IVENS DANIEL HOFFMANN; JAN MARTIN; WOLFGANG ARMBRUSTER; DMITRY SUSLOV; JAN DEEKEN; JUSTIN HARDI
DOI Number: 10.13009/EUCASS2023-031
For the performance and stability of liquid propellant rocket engines, injector behavior is of utmost importance. A major problem is achieving an effective chemical reaction and a highly efficient homogeneous mixture of fuels with a minimum chamber length. These processes are also crucial in many other modern combustion systems such as chemical industrial plants, heating systems, and engines, which lead to extremely high requirements for the injection equipment.

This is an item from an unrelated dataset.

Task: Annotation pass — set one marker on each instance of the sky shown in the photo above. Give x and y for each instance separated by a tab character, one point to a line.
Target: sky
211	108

This article presents a concept for an injection system based on the application of different porous materials and oxidizer injectors. The system has been designed based on DLR Lampoldshausen’s heritage within porous injection technologies and its possible future use at the DLR LUMEN Technology Demonstrator. The setup has been successfully implemented and operated under sub-to-supercritical pressure conditions (tested from 35 to 65 bar), with respect to the critical pressure of oxygen, using the penta-injector research combustor. Optical investigations of the nearinjector combustion and flow field behavior for different penta-injector elements were conducted. Fuel was injected through a metallic mesh (Rigimesh®) or sinter bronze (CA-100). As for the oxygen injector, three different variations were tested: a conventional axial injector, a pentagon pattern riffling injector, and a helical swirl injector. The latter two were manufactured using Additive Layering Manufacturing (ALM).